✨ Martes y viernes nuevos capítulos y estrenos
💬 Únete a la comunidad en WhatsApp & Telegram!
Si te está gustando la lectura, me ayudarías mucho compartiendo la web 🌟
Capítulo 234:
🍙 🍙 🍙 🍙 🍙
Damon no dudó.
Giró el cuerpo completamente hacia Vesper. El movimiento fue lento, deliberado. No estaba jugando. Estaba dejando las cosas claras.
«Damon…», susurró Vesper, con el pulso acelerado.

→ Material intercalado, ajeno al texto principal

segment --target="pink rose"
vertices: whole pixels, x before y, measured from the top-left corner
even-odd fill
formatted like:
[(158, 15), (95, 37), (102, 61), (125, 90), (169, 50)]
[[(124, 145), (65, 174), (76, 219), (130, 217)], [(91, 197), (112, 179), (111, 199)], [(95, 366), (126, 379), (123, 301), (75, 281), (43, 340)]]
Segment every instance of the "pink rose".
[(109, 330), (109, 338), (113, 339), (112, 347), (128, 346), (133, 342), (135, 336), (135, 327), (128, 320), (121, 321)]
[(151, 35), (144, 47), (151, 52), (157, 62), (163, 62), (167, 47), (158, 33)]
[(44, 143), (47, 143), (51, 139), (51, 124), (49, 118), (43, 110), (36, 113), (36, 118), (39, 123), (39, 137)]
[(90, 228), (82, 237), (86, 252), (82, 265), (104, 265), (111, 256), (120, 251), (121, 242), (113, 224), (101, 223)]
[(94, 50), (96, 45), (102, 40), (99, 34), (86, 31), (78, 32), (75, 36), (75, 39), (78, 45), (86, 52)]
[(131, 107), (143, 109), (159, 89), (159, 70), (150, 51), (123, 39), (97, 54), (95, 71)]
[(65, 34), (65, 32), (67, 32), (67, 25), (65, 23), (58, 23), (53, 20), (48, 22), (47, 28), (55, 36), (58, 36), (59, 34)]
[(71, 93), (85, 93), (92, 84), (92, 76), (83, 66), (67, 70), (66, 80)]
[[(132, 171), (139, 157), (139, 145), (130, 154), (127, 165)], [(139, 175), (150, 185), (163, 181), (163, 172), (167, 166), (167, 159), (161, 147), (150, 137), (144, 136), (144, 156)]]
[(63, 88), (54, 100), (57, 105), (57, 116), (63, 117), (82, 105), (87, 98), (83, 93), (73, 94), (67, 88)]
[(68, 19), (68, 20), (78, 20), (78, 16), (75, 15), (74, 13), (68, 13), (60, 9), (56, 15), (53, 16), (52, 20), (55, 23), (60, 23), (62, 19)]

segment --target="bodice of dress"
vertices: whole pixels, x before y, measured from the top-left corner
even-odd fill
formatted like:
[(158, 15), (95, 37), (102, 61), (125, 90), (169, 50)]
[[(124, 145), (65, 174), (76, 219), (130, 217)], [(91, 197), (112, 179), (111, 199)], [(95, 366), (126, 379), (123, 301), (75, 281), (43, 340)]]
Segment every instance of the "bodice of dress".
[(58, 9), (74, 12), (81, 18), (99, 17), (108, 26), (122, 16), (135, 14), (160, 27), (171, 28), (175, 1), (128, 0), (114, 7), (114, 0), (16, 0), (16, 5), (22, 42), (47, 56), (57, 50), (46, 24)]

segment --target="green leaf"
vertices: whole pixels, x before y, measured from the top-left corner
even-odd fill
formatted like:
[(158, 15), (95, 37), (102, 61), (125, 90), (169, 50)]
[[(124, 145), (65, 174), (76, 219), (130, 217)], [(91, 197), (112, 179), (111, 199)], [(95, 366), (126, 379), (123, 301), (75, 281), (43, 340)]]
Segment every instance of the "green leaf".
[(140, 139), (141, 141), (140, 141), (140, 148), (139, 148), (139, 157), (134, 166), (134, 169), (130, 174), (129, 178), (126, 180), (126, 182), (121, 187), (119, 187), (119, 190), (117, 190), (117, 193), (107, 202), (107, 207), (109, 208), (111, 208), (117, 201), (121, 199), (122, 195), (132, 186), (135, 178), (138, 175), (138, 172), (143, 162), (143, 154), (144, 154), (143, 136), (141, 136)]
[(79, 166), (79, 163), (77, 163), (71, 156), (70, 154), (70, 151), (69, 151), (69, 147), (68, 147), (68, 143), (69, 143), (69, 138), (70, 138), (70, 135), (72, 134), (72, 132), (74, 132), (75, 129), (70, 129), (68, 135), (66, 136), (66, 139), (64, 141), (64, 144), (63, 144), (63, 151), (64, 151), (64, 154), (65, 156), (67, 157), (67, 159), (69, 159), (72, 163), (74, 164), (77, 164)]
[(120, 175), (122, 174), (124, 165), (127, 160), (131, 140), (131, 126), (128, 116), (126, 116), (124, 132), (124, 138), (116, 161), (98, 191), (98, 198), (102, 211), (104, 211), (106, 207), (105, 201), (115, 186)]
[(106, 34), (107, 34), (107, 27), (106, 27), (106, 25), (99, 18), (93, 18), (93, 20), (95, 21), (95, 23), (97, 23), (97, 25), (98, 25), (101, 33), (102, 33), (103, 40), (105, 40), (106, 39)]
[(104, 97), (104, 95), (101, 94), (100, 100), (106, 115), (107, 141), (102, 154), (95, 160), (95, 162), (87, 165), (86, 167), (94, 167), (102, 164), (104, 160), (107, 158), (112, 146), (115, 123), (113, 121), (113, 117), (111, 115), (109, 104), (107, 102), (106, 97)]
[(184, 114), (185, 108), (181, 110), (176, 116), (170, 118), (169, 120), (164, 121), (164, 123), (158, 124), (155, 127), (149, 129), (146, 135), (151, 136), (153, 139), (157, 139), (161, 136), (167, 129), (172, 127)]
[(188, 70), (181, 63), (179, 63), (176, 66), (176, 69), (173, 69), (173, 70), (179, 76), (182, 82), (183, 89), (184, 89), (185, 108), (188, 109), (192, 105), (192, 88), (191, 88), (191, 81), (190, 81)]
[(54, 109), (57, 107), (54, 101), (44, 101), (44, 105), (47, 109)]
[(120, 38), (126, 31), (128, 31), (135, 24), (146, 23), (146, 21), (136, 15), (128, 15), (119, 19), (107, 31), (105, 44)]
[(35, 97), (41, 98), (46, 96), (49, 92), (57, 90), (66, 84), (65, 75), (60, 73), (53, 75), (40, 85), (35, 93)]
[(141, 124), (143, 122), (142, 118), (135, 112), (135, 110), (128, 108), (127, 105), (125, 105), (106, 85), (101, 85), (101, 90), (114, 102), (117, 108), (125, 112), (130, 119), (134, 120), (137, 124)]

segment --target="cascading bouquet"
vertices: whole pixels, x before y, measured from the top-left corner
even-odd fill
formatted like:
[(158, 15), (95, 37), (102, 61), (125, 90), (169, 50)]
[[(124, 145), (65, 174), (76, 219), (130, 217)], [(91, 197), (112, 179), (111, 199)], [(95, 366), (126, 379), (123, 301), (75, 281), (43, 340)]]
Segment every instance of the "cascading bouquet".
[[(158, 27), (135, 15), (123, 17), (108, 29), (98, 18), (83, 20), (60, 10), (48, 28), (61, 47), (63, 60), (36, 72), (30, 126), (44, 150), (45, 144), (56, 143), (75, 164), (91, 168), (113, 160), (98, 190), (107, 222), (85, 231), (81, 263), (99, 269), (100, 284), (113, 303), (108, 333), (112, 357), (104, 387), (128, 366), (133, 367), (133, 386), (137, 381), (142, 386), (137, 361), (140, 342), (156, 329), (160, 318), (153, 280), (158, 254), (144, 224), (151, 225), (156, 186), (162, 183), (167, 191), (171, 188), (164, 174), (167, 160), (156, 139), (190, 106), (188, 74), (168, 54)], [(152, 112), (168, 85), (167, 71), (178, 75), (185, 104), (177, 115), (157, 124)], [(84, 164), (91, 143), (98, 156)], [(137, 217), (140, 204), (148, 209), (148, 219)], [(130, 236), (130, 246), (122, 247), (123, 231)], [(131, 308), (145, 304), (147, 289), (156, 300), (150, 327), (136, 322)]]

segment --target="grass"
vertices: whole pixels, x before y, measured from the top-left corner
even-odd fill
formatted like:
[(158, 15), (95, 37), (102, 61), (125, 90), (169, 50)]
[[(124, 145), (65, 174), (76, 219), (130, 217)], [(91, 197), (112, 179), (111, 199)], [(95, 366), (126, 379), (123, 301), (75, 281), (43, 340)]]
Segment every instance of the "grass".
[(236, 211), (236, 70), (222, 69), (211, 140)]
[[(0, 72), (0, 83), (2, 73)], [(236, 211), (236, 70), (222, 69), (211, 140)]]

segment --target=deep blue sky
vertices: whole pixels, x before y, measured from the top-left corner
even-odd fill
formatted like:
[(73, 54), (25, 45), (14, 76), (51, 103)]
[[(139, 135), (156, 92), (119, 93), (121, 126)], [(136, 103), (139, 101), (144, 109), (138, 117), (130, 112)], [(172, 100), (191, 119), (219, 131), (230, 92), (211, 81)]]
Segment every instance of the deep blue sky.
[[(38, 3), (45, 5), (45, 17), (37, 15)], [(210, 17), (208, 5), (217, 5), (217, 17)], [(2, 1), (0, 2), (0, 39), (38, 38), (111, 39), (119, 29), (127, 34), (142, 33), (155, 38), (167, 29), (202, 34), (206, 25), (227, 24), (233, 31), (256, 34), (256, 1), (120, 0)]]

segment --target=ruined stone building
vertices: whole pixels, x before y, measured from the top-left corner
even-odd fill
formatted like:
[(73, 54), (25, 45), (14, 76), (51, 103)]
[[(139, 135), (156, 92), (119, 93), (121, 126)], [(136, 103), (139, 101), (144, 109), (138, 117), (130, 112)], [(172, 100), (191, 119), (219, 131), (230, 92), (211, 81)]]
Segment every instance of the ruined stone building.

Él le acarició el rostro con la mano libre. Tenía la palma cálida y los dedos se deslizaron entre el pelo de la nuca de ella. Su pulgar le rozó el pómulo, con los ojos oscuros y una intensidad que no tenía nada que ver con el alcohol.
«Reto aceptado», murmuró.
Se inclinó hacia ella.
Cuando sus labios tocaron los de ella, no fue una pregunta. Fue una respuesta a cada rumor, a cada amenaza, a cada momento de silencio entre ellos. Fue un beso posesivo. Sabía a whisky y a humo, y a una necesidad desesperada y devoradora.
Vesper jadeó, y él aprovechó para profundizar el beso. Su lengua se adentró en su boca, reclamándola como suya. El agarre de su mano bajo la mesa se tensó hasta el punto de doler, pero era un dolor agradable. Era un ancla.
𝗖𝗼𝘮𝘶n𝗶𝘥а𝖽 𝘢𝘤𝗍iv𝖺 𝖾𝗻 n𝘰𝘷𝖾𝗹𝗮ѕ4faո.c𝗼𝘮
El mundo se redujo a esto. El calor de su boca. La fuerza de su agarre. Su aroma llenándole los pulmones. No era su primer beso, pero se sintió como si se sellara un pacto. Una declaración pública de guerra contra cualquiera que intentara separarlos.
Harper silbó con admiración. «¡Vale! ¡Ya veo cómo va esto! ¡Buscaos una habitación, vosotros dos!».
Vesper se apartó, sin aliento. Tenía los labios hinchados y le hormigueaban. Le ardía la cara.
Miró a Damon. Tenía los ojos muy abiertos, con las pupilas tragándose los iris. Se quedaba mirando su boca como si quisiera devorarla entera. Se lamió el labio inferior, persiguiendo inconscientemente su sabor.
—Yo… necesito ir al baño —balbuceó, con la voz temblorosa. Cogió su bolso y salió a toda prisa de la mesa, con las piernas temblorosas.
Corrió al baño, agarrándose al borde del lavabo. Se echó agua fría en la cara, fijándose en su reflejo. Tenía los ojos desorbitados. Los labios, rojos y mordidos.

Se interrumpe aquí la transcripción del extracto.